И вдруг тут мы по льду какую-то речку перелетели, и впереди что-то вроде жилья засерело и собаки залаяли; а ямщик еще тройку нахлестал и сразу на один бок саней навалился, скособочил их, и мы с Аркадием в снег вывалились, а он, и сани, и лошади — все из глаз пропало.

Аркадий говорит:

— Ничего не бойся, это так надобно, потому что ямщик, который нас вез, я его не знаю, а он нас не знает. Он с тем за три золотых нанялся, чтобы тебя увезть, а ему бы свою душу спасти. Теперь над нами будь воля божья: вот село Сухая Орлица — тут смелый священник живет, отчаянные свадьбы венчает и много наших людей проводил. Мы ему подарок подарим, он нас до вечера спрячет и перевенчает, а к ве­черу ямщик опять подъедет, и мы тогда скроемся.

 

ГЛАВА ДВЕНАДЦАТАЯ

Постучали мы в дом и взошли в сени. Отворил сам священник, старый, приземковатый, одного зуба в переднем строю нет, и жена у него старушка старенькая — огонь вздула. Мы им оба в ноги кинулись.

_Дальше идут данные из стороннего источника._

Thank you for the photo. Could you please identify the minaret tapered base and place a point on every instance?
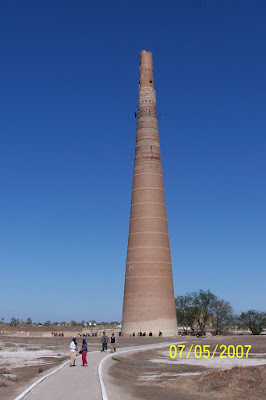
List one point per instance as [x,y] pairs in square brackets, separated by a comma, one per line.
[149,304]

— Спасите, дайте обогреться и спрячьте до вечера.

Батюшка спрашивает:

— А что вы, светы мои, со сносом или просто беглые?

Аркадий говорит:

— Ничего мы ни у кого не унесли, а бежим от лютости графа Каменского и хотим уйти в турецкий Хрущук, где уже немало наших людей живет. И нас не найдут, а с нами есть свои деньги, и мы вам дадим за одну ночь переночевать золотой червонец и перевенчаться три червонца. Перевенчать, если можете, а если нет, то мы там, в Хрущуке, окрутимся.

Тот говорит:

— Нет, отчего же не могу? я могу. Что там еще в Хрущук везть. Давай за все вместе пять золотых, — я вас здесь окручу.

И Аркадий подал ему пять золотых, а я вынула из ушей камариновые серьги и отдала матушке.

Священник взял и сказал:

— Ох, светы мои, все бы это ничего — не таких, мне случалось, кручивал, но нехорошо, что вы графские. Хоть я и поп, а мне его лютости страшно. Ну, да уж пускай, что бог даст, то и будет, — при­бавьте еще лобанчик, хоть обрезанный, и прячьтесь.

Аркадий дал ему шестой червонец полный, а он тогда своей попадье говорит:

— Что же ты, старуха, стоишь? Дай беглянке хоть свою юбчонку да шушунчик какой-нибудь, а то на нее смотреть стыдно, — она вся как голая.

А потом хотел нас в церковь свести и там в сундук с ризами спрятать. Но только что попадья стала меня за переборочной одевать, как вдруг слышим, у двери кто-то звяк в кольцо.

 

ГЛАВА ТРИНАДЦАТАЯ

У нас сердца у обоих и замерли. А батюшка шепнул Аркадию:

— Ну, свет, в сундук с ризами вам теперь, видно, не попасть, а полезай-ка скорее под перину.

А мне говорит:

— А ты, свет, вот сюда.

Взял да в часовой футляр меня и поставил, и запер, и ключ к себе в карман положил, и пошел приезжим двери открывать. А их, слышно, народу много, и кои у дверей стоят, а два человека уже снаружи в окна смотрят.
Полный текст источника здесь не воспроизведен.